Using the shell of another virus as a means of transport, the immunity against Zika virus can be raised if a few proteins of zika virus are kept inside the vehicle, finds a new study. The findings of this study are published in the journal of Nature Communications.
A team led by researchers at The Ohio State University has developed and tested a vaccine that employs an uncommon two-pronged approach to fighting the virus, which is spread by mosquitos and is most serious for pregnant women and their fetuses.
‘When the single-dose vaccine, carrying the genes of two or three Zika protein was experimented with, it proved to be effective in triggering an immune response that prevented zika virus infection.’
The single-dose vaccine, carrying the genes for two or three Zika proteins, proved effective in triggering an immune response that prevented later infection by Zika virus, according to the study, which appears in the journal Nature Communications.
"In this study, the vaccine was potent, safe and highly effective, at least in the short term. There's a long way to go, but we think this is a promising candidate for a human vaccine," said Jianrong Li, an Ohio State professor of veterinary biosciences who led the study and developed the vaccine platform.
Babies born to Zika-infected mothers are sometimes born with a birth defect called microcephaly. Other complications include miscarriage, stillbirth and other birth defects. Research also suggests that a small percentage of people infected with the virus can contract Guillain-Barre syndrome, which affects the nervous system.
There's no vaccine available currently - though some are in clinical trials - and the only protection against Zika are preventative measures such as insect repellant, staying indoors and wearing long sleeves and pants.
Shan-Lu Liu, a study co-author and director of Ohio State's Viruses and Emerging Pathogens Program, said the experimental vaccine holds particular promise because it appears to afford an adequate immune response with one dose. In hard-to-reach and resource-poor areas, that becomes especially valuable, he said.
When this study began, the Ohio State team wondered if a novel approach to vaccination might prove effective against the virus - one in which they targeted a protective immune response by expressing two or three Zika proteins.
As a vehicle for the Zika proteins, they looked to vesicular stomatitis virus, or VSV, which is a foot-and-mouth disease in cattle. The weakened form of the virus is harmless in humans and mice. VSV has been used in other vaccines, including a successful Ebola vaccine which has been used in preventing outbreaks in humans in Africa.
"It's a good platform for human vaccines, because people don't have any antibodies against it and that allows VSV to successfully transport the vaccine without being stopped by the immune system," said study co-author Mark Peeples, a pediatrics professor at Ohio State and researcher at Nationwide Children's Hospital in Columbus.
In general, vaccines work by delivering harmless amounts of the target virus proteins to the bloodstream, allowing the body to build up immune responses that will provide protection in the event of subsequent exposure to the virus. Li's work has been focused on weakening VSV so that it doesn't cause any problems and then inserting genes from other viruses to make powerful vaccines, said Peeples, who first encouraged Li to consider applying his vaccine platform to Zika.
In the experimental vaccine, VSV acts as a vehicle to deliver the genes for two or three key proteins from the Zika virus, carrying them into the mouse and expressing them inside some of the cells in the mouse so that the immune system could respond and build up a defense against Zika.
"The addition of NS1 protein is an innovative approach for a vaccine - it's a protein that is made after the Zika virus infects a cell.
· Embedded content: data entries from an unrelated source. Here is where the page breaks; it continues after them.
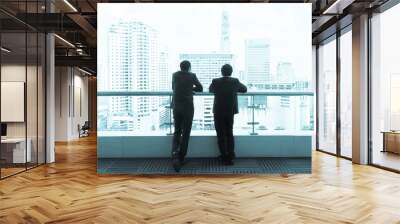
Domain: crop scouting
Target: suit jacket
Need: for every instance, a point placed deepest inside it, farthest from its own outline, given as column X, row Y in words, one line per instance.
column 225, row 90
column 183, row 86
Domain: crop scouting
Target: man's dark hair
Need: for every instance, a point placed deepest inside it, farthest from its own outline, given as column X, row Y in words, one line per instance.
column 226, row 70
column 185, row 66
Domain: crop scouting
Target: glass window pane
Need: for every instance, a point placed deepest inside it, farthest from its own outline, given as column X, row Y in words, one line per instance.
column 346, row 94
column 386, row 89
column 327, row 97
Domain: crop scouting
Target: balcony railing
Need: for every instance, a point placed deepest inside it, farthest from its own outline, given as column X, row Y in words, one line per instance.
column 290, row 111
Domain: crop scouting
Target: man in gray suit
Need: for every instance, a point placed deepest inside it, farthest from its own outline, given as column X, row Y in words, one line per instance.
column 225, row 107
column 184, row 83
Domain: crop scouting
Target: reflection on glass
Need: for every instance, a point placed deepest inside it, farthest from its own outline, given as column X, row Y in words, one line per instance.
column 327, row 97
column 14, row 153
column 32, row 101
column 385, row 87
column 346, row 94
column 151, row 115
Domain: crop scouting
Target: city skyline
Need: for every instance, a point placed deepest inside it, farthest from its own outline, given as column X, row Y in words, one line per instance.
column 203, row 34
column 137, row 59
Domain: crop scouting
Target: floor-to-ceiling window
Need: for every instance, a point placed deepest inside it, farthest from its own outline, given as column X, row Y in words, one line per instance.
column 327, row 95
column 385, row 88
column 346, row 92
column 22, row 88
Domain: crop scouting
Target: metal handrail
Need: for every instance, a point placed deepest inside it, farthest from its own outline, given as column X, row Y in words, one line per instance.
column 253, row 123
column 169, row 93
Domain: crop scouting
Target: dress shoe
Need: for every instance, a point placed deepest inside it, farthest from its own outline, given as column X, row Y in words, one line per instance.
column 228, row 162
column 176, row 163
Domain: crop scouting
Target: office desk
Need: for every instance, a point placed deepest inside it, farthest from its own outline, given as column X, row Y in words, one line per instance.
column 13, row 150
column 391, row 141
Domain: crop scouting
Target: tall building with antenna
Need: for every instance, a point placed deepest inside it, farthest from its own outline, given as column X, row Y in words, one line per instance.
column 225, row 43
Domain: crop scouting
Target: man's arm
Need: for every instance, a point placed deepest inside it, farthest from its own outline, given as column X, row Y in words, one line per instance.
column 197, row 85
column 211, row 89
column 241, row 88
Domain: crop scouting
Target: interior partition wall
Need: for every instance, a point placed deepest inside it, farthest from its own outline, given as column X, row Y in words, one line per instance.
column 22, row 107
column 334, row 100
column 385, row 88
It's what this bug uses to replicate itself once it's inside the host," said Prosper Boyaka, a study co-author and Ohio State professor of veterinary biosciences.
The study included experiments in mice with severely compromised immune systems - a necessary step to make sure that mice could get sick after infection with Zika virus. When the vaccinated mice were exposed to Zika virus, their weak immune systems fought it off swiftly and efficiently, convincing the research team that their design had worked.
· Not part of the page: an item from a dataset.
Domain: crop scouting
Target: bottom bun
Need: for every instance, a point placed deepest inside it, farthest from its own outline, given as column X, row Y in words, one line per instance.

Without using the immunocompromised animals, the researchers would not have known how safe and effective the vaccine was, Peeples said.
The early success with this vaccine has encouraged this team to use the same approach to fight other related viruses, including Dengue fever, the researchers said.
The researchers also looked at the response to a vaccine with just the unique NS1 gene inserted into VSV, and for the first time established that it offered partial protection all on its own, confirming its value in the vaccine, Boyaka said.
"We are very excited to find that VSV-based Zika vaccine is highly promising in both immunocompetent and immunocompromised mice," said Anzhong Li, who is the first author of the paper and a graduate student in Jianrong Li's laboratory. Anzhong Li recently presented these findings at a scientific conference in Italy.
"Really, the next big question is 'Will this be protective in humans?' " Peeples said.